I'm sorry to throw up another 'maybe' but I just thought of something. Maybe you are thinking of the Harem conspiracy during the reign of Ramses III? It involves his wife Tiy, and her possible attempts to kill him (or was she framed?!) along with the rest of the Royal Harem:
In the Harem Conspiracy Papyrus, we learn of an assassination attempt upon the king in which Tiy was at least a part of the plot. Her name is provided in the text, but the other conspirators are called by names that indicate the great evil of their crime, such as Mesedsure, meaning "Re hates him". Tiy apparently wished for her son, called in this papyrus, Pentewere, to ascend to the throne of Egypt.
At some point during the latter part of Ramesses III's reign, there were economic problems that became most visible when the Deir el-Medina workmen failed to be paid, leading to a general strike, the first in recorded history, in the 29th year of the king's reign.
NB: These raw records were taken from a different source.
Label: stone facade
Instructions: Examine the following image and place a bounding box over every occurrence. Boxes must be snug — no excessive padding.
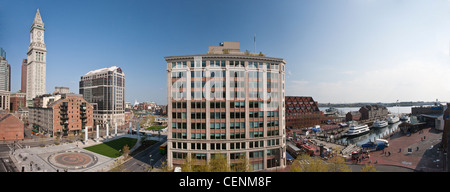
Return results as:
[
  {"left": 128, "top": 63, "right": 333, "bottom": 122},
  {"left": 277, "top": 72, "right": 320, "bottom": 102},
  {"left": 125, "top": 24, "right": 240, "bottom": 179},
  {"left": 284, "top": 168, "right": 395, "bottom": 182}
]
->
[
  {"left": 165, "top": 43, "right": 286, "bottom": 171},
  {"left": 26, "top": 9, "right": 47, "bottom": 106}
]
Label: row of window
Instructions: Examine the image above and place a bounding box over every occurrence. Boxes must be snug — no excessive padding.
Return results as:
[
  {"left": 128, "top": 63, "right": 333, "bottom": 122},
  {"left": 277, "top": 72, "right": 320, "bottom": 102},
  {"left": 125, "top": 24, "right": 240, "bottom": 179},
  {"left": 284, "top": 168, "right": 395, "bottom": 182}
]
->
[
  {"left": 172, "top": 60, "right": 279, "bottom": 70},
  {"left": 172, "top": 130, "right": 279, "bottom": 140},
  {"left": 172, "top": 111, "right": 278, "bottom": 119},
  {"left": 172, "top": 139, "right": 280, "bottom": 150},
  {"left": 172, "top": 101, "right": 266, "bottom": 109}
]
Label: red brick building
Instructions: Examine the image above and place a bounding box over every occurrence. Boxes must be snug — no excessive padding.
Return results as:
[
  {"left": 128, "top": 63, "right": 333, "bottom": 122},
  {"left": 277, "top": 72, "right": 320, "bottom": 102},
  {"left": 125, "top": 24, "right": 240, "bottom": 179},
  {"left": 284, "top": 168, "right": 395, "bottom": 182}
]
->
[
  {"left": 0, "top": 114, "right": 24, "bottom": 141},
  {"left": 285, "top": 96, "right": 328, "bottom": 128},
  {"left": 29, "top": 94, "right": 94, "bottom": 136}
]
Against this background was hatched a plot against the king's life.
This was no simple conspiracy, considering that at least 40 people were implicated and tried as a group. Amongst their numbers were harem officials many of whom were close to the king. Not only had they intended to kill the king, but also to incite a revolt outside of the palace in order to facilitate their coup.
The plot was seemingly hatched in Piramesses where one of the conspirators had a house. The plan called for the murder of the king during the annual Opet Festival at Thebes. Preparations for this included magical spells and wax figurines which were smuggled into the harem.
This conspiracy is thought to have failed, and the guilty were charged and brought before a court consisting of a panel of fourteen officials including seven royal butlers (a respectably high office), two treasury overseers, two army standard bearers, two scribes and a herald. Ramesses III himself most likely commissioned the prosecution, but according to the language of the papyrus, probably died during the trial, though not necessarily from the effects of the plot. Curiously, this court was given authority to deliver and carry out whatever penalty they deemed fair, including the death penalty, which normally only the king could inflict. It should be noted, however, that scholars are in disagreement over the events of this conspiracy. Some maintain that Ramesses III was in fact killed by the conspirators, and that his son, Ramesses IV, set up the tribunal, but others maintain that the mummy of the king shows no acts of violence.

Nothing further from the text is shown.